GPs face a review of the access they provide to patients as part of a move towards ‘modernising’ primary care, said the Scottish health secretary today.
Alex Neil promised a £1m investment to trial ‘new models’ of primary care in Scotland and to set up a review to address problems with access to GPs.
Mr Neil pledged to work with the BMA to review GP access and develop an ‘action plan’ to address any issues that arise from the review.
He said it was the ‘first stage’ of ‘reducing bureaucracy and paperwork for Scottish GPs’ and ‘improving access for patients’.
Mr Neil said: ‘We know that getting appointments can be an issue and we know that the 48-hour access target can cause problems. We have a great opportunity at this time to make things better for Scotland.
‘I am today asking my officials to work with the British Medical Association (BMA) to review access across all GP practices in Scotland and to develop an action plan to address any issues that arise from the review.
‘I am also announcing today an initial tranche of £1 million to support a primary care programme which will work with health boards across Scotland to trial new models of care.’

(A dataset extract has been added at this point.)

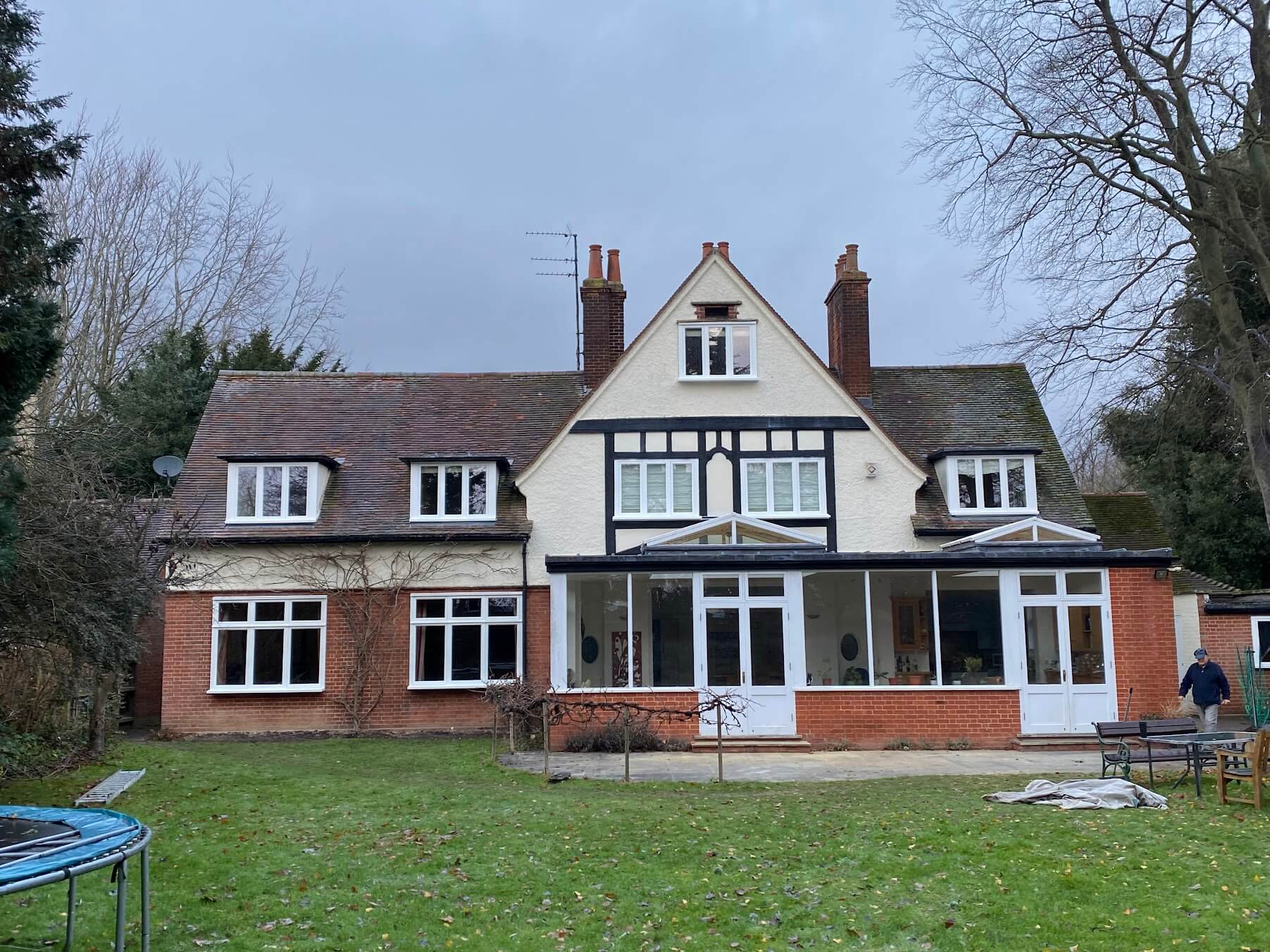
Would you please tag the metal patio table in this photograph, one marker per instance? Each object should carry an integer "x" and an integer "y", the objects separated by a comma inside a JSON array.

‘But this is just the first stage. GPs should get the time to do what they really want to do – which is work with individuals to ensure that their medical care is right for them, for their family and carers, and for their local environment.’
‘To do this we intend to modernise the GP contract, and to transform our approach to primary care.’
The move further increases the split between the GP contract in England and Scotland and builds on existing initiatives like the ‘Deep End’ practices which deal with health inequalities, and NHS Highland’s work to test models of delivering rural healthcare.